Nick Moffitt nick@zork.net
Thu Dec 18 13:25:13 PST 2003


begin  Ben Woodard  quotation:
> On Thu, 2003-12-18 at 10:02, Jim Thompson wrote:
> > The Art of Computer Programming, Volumes 1-3, Donald Knuth.
> 
> I think that these are fine books but I'd have to argue with you
> regarding them.  I think it is important for any programmer to have good
> algorithms and data structures experience but these books are not the
> way to get it. Plus they are terribly out of date not necessarily with
> regard to the information that they have but with regards to the place
> that the information has in the wider realm of computer programming.
> 

	I would argue that they have other faaults as well.  They were
written during a time when memory accesses were equivalent to
instruction execution, and before pipelining created elaborate cache
hierarchies within a CPU.  Knuth is only *now* re-writing them for
RISC, which was So Over by 1998 that it's kind of embarassing.

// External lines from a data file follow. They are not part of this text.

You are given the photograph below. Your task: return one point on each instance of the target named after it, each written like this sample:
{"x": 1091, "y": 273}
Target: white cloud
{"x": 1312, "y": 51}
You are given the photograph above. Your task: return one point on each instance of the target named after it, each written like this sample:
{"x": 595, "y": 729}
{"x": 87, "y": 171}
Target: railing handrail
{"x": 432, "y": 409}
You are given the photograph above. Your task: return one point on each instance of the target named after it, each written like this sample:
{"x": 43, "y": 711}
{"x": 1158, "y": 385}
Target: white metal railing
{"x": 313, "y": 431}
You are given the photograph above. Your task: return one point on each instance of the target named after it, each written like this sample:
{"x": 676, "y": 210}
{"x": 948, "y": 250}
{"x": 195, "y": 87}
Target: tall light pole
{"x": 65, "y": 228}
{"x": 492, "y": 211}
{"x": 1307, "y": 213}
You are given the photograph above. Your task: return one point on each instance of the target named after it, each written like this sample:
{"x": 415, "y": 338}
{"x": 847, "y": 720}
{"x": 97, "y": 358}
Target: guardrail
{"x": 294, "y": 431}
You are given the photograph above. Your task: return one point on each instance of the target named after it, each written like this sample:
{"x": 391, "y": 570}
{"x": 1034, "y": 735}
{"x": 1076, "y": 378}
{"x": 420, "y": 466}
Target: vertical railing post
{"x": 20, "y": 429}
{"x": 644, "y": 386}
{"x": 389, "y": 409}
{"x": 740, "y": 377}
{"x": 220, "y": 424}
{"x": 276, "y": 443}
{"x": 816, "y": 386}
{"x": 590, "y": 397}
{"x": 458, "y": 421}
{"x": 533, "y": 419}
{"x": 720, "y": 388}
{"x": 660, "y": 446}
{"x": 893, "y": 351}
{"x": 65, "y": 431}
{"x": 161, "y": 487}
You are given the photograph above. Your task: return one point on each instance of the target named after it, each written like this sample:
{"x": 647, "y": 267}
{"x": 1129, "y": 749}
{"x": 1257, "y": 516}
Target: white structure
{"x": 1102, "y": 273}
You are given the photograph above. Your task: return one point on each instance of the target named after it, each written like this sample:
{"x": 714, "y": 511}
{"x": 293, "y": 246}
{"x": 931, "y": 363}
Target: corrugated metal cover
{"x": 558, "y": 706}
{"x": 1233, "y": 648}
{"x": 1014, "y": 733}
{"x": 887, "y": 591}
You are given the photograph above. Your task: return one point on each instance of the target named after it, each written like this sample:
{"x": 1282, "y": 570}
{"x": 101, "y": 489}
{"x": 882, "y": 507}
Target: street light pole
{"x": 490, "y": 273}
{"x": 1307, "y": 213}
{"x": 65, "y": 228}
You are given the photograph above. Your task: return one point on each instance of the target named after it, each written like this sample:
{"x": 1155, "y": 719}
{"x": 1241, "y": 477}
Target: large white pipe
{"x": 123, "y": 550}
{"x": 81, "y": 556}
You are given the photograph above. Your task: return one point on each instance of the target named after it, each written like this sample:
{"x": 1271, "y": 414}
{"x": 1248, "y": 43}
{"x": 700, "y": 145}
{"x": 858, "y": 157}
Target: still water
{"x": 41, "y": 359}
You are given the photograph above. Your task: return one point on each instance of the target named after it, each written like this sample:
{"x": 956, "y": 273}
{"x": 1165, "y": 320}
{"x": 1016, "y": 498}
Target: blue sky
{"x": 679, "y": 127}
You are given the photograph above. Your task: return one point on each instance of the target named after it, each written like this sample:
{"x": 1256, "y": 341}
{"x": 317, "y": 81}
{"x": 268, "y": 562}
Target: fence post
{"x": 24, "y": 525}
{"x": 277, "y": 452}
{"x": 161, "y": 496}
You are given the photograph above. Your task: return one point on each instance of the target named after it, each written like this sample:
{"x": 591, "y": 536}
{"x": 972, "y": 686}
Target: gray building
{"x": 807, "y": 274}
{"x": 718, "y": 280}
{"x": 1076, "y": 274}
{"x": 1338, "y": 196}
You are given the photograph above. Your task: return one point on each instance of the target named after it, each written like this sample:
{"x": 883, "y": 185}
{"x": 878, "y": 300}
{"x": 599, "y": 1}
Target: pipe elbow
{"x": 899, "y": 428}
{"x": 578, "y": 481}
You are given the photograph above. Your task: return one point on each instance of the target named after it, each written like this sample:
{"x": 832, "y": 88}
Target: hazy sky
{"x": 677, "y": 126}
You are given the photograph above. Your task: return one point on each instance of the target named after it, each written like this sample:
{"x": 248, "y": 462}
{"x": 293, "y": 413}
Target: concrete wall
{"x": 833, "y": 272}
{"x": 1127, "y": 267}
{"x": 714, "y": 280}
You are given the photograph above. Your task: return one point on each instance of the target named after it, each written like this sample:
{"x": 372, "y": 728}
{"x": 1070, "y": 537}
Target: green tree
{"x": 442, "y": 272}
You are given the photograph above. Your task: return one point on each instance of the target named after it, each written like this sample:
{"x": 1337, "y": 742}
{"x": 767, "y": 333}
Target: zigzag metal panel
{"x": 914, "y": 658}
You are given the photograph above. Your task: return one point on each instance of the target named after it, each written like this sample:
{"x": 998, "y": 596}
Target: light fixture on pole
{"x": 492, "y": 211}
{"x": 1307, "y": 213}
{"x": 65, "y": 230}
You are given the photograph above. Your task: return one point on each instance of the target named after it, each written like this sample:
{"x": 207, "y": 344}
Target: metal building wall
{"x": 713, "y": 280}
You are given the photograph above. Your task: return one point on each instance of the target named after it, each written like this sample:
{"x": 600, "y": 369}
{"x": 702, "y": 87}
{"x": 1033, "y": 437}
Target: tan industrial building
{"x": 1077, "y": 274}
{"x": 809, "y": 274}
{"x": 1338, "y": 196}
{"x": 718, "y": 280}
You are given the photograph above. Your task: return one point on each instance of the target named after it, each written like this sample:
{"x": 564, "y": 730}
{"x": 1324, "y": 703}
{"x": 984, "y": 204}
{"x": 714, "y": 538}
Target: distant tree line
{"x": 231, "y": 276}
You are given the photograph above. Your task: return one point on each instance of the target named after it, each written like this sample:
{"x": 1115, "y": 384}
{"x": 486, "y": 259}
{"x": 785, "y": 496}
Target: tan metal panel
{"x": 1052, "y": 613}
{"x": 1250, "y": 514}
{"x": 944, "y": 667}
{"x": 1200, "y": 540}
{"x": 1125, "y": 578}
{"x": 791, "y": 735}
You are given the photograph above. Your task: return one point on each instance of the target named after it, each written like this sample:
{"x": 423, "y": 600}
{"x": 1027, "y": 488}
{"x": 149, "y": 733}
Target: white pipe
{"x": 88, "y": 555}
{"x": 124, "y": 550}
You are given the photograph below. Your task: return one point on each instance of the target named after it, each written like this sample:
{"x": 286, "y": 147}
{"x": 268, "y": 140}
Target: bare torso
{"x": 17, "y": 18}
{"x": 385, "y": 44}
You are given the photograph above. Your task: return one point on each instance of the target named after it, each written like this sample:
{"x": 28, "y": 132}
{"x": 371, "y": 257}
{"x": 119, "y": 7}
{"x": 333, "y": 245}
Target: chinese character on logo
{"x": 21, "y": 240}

	They're like good heavy leather-bound legal books: they look
impressive on your bookshelf.  

> I think that the day has passed when we want people doing their own
> implementation of X,Y, or Z data structure or algorithm. I think for
> maintainability sake, and to foster faster code development we
> should be strongly suggesting to the underlings that they use
> already extant libraries like glib with reasonably bug free and
> optimized versions of many of the fundamental building blocks. 

	And of course, this is precisely why even if they were
up-to-date, they'd be useless.  Let the GNU project write the Best
Posisble Qsort or Incremental Search algorithms.  Pull your random
numbers from /dev/ass*, and don't bother re-inventing the wheel.

	You can learn more from SICP than you can from Knuth.  

*: http://zork.net/~nick/mail/dev-ass

-- 
"Forget the damned motor car and build cities for lovers and friends."